Kim establishes this sensation so gracefully at the beginning, never indicating the depths to which his characters will fall, yet making the tension a part of the whole work. Mr. Kim’s crippled daughter walking up the stairs, his wife balancing some places, a container of rat poison that just will not go away all put things juuuuust this side of the comfortable, happy home Kim is initially depicting. He rarely aggressively foreshadows what’s to come, but these slight little suggestions keep one certain something is coming.
Seeing the film now, the recent “Korean New Wave” seems entirely indebted to it. At the time, I’ve read, Korean cinema was marked mostly by realistic portraits, and The Housemaid was a real landmark film in doing away with that altogether. With modern filmmakers like Park Chan-wook, Bong Joon-ho, Hong Sang-soo, Kim Ki-duk, and Kim Ji-woon all working in various shades of subversive expressionism, it’s well worth going to back to the film that might have begun it all.
Recently restored by the Korean Film Archive with the support of the World Cinema Foundation, The Housemaid is now available in its original aspect ratio, 1.66:1, in HD, on Criterion’s Hulu Channel. The expected Blu-ray release does leave much space for improvement, I should note, as compression artifacts are present throughout, and film grain is nearly scrubbed away. I don’t know if the latter is a result of the former, but I hope this isn’t the cemented state of the film. It’s fairly sharp, however, and contrast looks great. Mostly, it’s more than watchable, just not up to current standards for digital transfers.
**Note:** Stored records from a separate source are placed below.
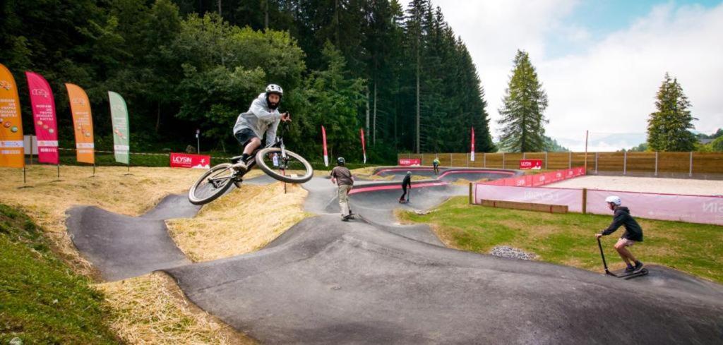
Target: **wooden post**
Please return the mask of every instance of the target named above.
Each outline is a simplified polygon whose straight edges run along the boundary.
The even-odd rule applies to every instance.
[[[688,172],[688,177],[693,177],[693,152],[690,152],[690,170]]]
[[[583,188],[583,214],[587,213],[587,188]]]
[[[658,152],[655,152],[655,175],[658,175]]]
[[[623,175],[628,174],[628,152],[623,152]]]
[[[474,201],[472,200],[472,183],[469,183],[469,204],[471,205],[474,204]]]

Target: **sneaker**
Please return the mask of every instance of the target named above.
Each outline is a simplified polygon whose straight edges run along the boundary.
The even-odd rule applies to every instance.
[[[640,261],[636,261],[635,262],[635,270],[636,271],[639,271],[642,268],[643,268],[643,263],[641,263]]]

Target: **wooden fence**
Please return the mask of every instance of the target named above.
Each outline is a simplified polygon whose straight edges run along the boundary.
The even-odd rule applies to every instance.
[[[568,169],[585,165],[584,152],[399,154],[398,158],[421,159],[432,165],[435,157],[442,167],[518,169],[520,160],[541,160],[542,168]],[[589,174],[672,175],[676,177],[723,175],[722,152],[588,152]]]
Two reels were apparently missing from the original negative, and it is abundantly obvious when they had to dip into using a lower-quality source, as frames are missing, and those present are extremely damaged. For those who saw the recent restoration of Metropolis, the sensation will not be unfamiliar, but, though unfortunate, that is the state of things, and I’m just happy to have this film available at all.
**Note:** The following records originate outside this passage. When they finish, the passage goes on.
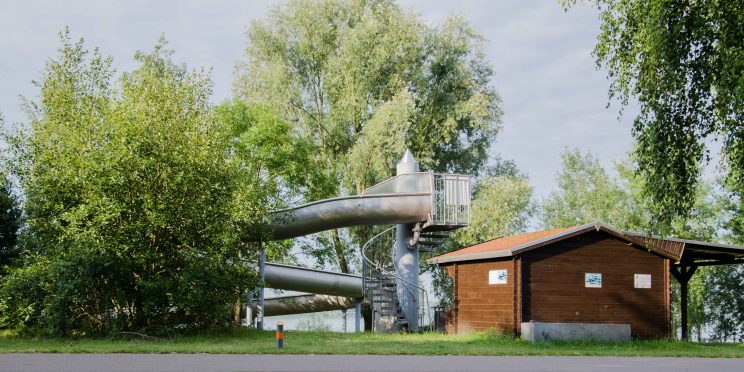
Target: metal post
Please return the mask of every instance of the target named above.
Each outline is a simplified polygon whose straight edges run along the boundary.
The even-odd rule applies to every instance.
[[[684,275],[685,268],[682,267],[682,275]],[[682,321],[682,341],[687,341],[687,278],[680,281],[679,283],[679,294],[680,294],[680,315]]]
[[[418,163],[411,151],[406,153],[396,167],[396,174],[411,174],[419,171]],[[418,271],[419,252],[417,246],[409,246],[413,237],[414,224],[398,224],[395,234],[394,263],[400,275],[398,280],[398,301],[408,322],[409,331],[418,330]]]
[[[264,317],[264,281],[266,280],[266,252],[263,247],[258,255],[258,278],[261,281],[258,287],[258,307],[256,309],[256,328],[263,330]]]
[[[284,322],[276,323],[276,348],[284,347]]]
[[[355,306],[355,312],[354,312],[354,332],[359,333],[359,329],[361,328],[361,319],[362,319],[362,299],[357,298],[357,303]]]
[[[253,327],[253,291],[245,292],[245,326]]]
Criterion fans have been aflutter as to how the company’s partnership with the World Cinema Foundation will play out. The unique designs certainly suggest something more than a line of single Blu-ray releases (might we hope for a box set?), but hopefully that will not preclude the inclusion of bountiful special features, as it sometimes does (3 Silent Classics by Josef von Sternberg, Pierre Etaix, and Zatoichi: The Blind Swordsman are all rather light in this department). Masters of Cinema just announced their own partnership with the WCF, with each release to include introductions by Scorsese, so we should reasonably expect at least that here in the States. I’d also love to see a visual essay tracing Kim Ki-young’s influence, and how it’s resonated to the modern era, as well as, as always, a commentary by a Korean film expert.
Until then, make do with the streaming version on Hulu. As in, right now. No, don’t wait, are you kidding me? A rediscovered classic of world cinema awaits.